Every week, host Casey Cammilleri interviews an expert leading the charge on empowering security experts and practitioners with the knowledge and insights needed to excel in the future of cybersecurity.

We recently spoke with Tim Silverline, Vice President of Security at Rocket Lawyer. Here are the top takeaways from the interview.

#1: Use Runtime Analysis to Cut Through Vulnerability Noise

“The NextJS was actually really interesting because that was one that was only vulnerable for specific types of middleware. And so one of the ways that we get better visibility into that stuff is leveraging runtime solutions that are able to plug in with eBPF sensors into our environment and actually see what's running and how it's running. Because you have a lot of these static analysis scanners that'll say, “Okay, you have this package, but it might not be getting loaded into memory, we may not know how it's being used.” And so it's much harder to take some of those static analyses. And it's just a lot more noise. The amount of noise we get from some of that is really hard to sift through and identify. This is the particular one that we need to go and patch because it's being used in a way where it is exploitable, and it's exposed to the internet or something like that. So we've definitely been leaning more towards the runtime capabilities from the various different security solutions to make sure that we're helping to prioritize and really go in triage where we need to.”

Actionable Takeaway: Static scanners flag every package whether it's loaded or not, creating massive noise. Runtime solutions with eBPF sensors show what's actually executing in memory, letting you focus on vulnerabilities that are genuinely exploitable and internet-exposed rather than theoretical risks.

#2: Integrate Security Findings Directly Into Development Sprints

“With Sprocket, I like the fact that you guys integrate directly with Jira and not only do you integrate with them, but it's a two-way communication. So when we get the findings, we evaluate them, make sure that we think they're legitimate and then we just open up the case. In Jira, we have three different engineering teams inside of Rocket Lawyer that my security team will meet with every other week. There's our product security engineering team, there's the cloud security engineering team, and then there's the data engineering team. So we meet with them every other week. And then if the findings are relevant for what Sprocket is finding or there are other different tools, then we'll go over those results, try to make sure that they understand what the security implications are, get them to buy in, and then we work to put that on their upcoming sprints to address them.”

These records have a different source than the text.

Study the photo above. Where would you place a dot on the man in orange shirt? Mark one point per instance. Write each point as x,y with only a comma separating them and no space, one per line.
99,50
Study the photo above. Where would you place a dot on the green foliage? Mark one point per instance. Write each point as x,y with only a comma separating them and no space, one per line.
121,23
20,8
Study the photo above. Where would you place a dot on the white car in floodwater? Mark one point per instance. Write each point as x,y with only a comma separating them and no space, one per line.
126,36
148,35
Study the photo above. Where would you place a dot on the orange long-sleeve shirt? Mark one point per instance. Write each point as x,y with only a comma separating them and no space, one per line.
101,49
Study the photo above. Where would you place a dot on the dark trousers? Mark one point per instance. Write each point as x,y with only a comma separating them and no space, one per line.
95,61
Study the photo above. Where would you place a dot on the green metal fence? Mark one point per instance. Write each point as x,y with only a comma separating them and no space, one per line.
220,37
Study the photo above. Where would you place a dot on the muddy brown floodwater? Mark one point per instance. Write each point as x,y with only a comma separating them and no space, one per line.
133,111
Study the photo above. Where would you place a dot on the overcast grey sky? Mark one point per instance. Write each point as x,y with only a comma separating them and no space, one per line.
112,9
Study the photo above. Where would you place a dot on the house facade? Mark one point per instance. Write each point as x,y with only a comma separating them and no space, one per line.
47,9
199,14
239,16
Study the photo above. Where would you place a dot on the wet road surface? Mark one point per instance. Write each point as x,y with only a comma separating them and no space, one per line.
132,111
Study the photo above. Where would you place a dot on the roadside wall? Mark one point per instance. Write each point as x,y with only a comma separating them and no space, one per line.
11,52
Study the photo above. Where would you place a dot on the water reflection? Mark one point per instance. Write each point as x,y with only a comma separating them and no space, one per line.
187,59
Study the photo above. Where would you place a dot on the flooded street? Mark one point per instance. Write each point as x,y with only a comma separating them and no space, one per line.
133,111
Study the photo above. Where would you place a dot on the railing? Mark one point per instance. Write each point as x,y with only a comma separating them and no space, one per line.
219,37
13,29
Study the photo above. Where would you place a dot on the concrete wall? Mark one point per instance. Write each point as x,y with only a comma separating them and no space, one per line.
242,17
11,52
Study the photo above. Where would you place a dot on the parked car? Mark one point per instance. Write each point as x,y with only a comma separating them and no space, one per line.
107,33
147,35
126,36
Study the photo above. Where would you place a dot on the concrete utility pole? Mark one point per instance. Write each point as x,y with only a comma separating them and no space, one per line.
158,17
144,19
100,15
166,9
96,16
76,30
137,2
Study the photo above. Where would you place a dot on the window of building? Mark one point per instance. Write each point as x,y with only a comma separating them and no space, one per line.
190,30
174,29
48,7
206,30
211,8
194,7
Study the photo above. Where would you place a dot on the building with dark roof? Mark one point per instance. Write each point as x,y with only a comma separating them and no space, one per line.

Actionable Takeaway: Two-way Jira integration transforms security findings from ignored reports into actionable sprint items. Regular bi-weekly meetings with product, cloud, and data engineering teams ensure vulnerabilities get prioritized alongside feature development, creating accountability and momentum for remediation.

#3: Demand Penetration Testers Who Think Like Real Attackers

“The continuous aspect is something that's important to me again because we don't want to have that gap in coverage for the whole year you're waiting to have another penetration test, or six months, or whatever it may be. And then just really penetration caps testing. A lot of it comes down to the skill level of the engineers that are doing the work during our sales cycle. This is how you guys won the business was somebody had identified it wasn't actually a real vulnerability, but they identified that one of our QA people had posted something in Postman and actually it wasn't even a Rocket Lawyer employee, but it was one of our partners had posted an API key in Postman in a public collection, and it didn't actually lead to anything. It wasn't being used anymore. We did go and remove it just to make sure it was gone, but that was something where it was like it wasn't even looking at our website, it was just understanding the overall Rocket Lawyer attack surface and just the fact that we have collections out there that have our company tagged to it. That was something that was interesting to me, that I thought was a good find, but it just showed that the skill level of the engineer that was doing that evaluation was pretty good.”

Actionable Takeaway: Skilled pentesters look beyond your website to understand your complete attack surface. The best ones discover issues like third-party partners accidentally posting API keys in public Postman collections — creative reconnaissance that reveals risks traditional scans miss entirely.